Al-Rayhanna - Arab Today
Mines and other ordnance buried by jihadists is slowing an advance by Iraqi forces in the country's western desert bordering Syria against one of the Islamic State group's last outposts.
"We're just a few hundred metres from (the town of) Anna but our biggest obstacle are mines and explosive devices planted by Daesh," Colonel Ahmad al-Dulaimi told an AFP reporter at the scene, using an Arabic acronym for IS.
Members of Iraq's security forces and allied paramilitary units of the Hashed al-Shaabi, their uniform splattered in ochre, were making painfully slow progress, with some military vehicles sinking in the sand.
Anna, surrounded to the east, west and south, sat among scrawny trees on the horizon.

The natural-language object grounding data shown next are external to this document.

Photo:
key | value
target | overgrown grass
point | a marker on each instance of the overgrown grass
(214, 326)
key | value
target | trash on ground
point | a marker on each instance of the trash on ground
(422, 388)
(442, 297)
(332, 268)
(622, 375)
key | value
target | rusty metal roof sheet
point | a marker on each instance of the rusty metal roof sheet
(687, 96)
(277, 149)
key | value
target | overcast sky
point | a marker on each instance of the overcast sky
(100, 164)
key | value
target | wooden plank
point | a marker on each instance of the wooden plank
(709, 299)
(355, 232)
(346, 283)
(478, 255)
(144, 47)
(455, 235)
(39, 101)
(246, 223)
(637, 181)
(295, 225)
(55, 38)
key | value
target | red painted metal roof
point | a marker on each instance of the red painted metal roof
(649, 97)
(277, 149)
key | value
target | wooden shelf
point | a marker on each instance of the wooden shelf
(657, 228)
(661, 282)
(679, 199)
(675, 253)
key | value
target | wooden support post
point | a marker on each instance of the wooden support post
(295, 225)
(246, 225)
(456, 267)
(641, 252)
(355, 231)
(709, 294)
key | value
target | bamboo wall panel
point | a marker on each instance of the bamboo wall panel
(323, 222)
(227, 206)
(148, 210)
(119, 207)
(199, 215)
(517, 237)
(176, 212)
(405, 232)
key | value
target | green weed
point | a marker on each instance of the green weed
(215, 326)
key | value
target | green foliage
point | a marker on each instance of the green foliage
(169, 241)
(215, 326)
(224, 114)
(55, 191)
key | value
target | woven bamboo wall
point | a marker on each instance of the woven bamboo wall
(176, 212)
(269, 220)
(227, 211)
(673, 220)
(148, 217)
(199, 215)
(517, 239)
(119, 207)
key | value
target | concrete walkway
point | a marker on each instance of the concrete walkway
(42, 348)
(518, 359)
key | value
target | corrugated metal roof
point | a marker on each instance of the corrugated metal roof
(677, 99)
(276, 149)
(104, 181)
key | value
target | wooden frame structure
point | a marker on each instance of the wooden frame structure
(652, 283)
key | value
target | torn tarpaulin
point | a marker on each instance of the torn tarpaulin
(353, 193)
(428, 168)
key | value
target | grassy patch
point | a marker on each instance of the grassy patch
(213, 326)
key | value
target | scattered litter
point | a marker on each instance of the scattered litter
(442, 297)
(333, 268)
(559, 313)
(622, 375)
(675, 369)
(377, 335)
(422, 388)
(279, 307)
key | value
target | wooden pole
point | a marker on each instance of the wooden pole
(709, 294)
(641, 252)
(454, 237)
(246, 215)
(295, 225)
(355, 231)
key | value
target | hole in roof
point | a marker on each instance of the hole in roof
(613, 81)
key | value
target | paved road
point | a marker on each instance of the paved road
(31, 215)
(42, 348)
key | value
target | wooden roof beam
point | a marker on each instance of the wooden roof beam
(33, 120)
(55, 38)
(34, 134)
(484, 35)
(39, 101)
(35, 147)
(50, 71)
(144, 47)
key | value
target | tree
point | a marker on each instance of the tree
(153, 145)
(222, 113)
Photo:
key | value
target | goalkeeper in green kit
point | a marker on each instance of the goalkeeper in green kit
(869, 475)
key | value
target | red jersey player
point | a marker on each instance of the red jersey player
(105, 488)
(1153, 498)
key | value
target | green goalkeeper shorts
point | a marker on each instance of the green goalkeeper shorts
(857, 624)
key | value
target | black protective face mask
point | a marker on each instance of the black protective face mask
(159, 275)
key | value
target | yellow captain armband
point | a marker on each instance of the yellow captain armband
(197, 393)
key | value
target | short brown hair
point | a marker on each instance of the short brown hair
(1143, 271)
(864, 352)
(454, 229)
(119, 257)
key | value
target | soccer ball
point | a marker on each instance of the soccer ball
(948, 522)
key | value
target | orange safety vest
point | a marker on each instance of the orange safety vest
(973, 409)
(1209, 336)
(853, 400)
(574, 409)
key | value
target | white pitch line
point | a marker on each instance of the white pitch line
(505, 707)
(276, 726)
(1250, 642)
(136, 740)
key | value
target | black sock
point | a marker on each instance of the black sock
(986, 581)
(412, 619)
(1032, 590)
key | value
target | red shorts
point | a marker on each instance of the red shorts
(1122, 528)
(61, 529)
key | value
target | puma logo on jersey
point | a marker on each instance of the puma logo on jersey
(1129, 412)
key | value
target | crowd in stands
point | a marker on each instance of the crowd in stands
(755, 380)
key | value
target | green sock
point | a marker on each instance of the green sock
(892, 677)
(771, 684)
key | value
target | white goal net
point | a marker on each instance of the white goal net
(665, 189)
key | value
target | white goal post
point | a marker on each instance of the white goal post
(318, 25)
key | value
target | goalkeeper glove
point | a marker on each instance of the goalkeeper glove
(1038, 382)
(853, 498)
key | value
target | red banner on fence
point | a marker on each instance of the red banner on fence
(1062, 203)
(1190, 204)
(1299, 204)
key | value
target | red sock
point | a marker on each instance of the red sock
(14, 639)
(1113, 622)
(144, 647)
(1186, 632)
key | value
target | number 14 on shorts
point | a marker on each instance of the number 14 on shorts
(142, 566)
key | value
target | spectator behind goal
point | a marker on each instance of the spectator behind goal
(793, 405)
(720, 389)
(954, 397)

Black smoke billowed over the town from barrels of oil set ablaze by IS fighters to obscure the skies for US-led coalition warplanes and Iraqi helicopters supporting the Iraqi advance, amid intermittent automatic weapons fire.
General Abdelamir Yarallah, head of the anti-IS Joint Operations Command, announced Tuesday that "infantry units and armour backed by the Hashed al-Shaabi" had launched an offensive to retake Anna and nearby Al-Rayhanna village.
Anna, about 100 kilometres (60 miles) west of the border with war-torn Syria, is one of three towns in Anbar province of western Iraq still under IS control.
After Anna, Iraqi forces are expected to next target Rawa to the northwest and finally Al-Qaim, close to the border with the Syrian province of Deir Ezzor.
IS is under fire across the border in twin offensives mounted by forces loyal to Syrian President Bashar al-Assad and a Kurdish-Arab alliance backed by the United States.
Three years after IS took control of swathes of territory straddling the two Arab states, Iraqi forces are pushing to retake all areas seized by the jihadists, scoring their biggest victory in July with the recapture of the country's second city Mosul.
Iraq is also preparing to launch an assault against another of the jihadists' last remaining strongholds, the town of Hawija about 300 kilometres north of Baghdad.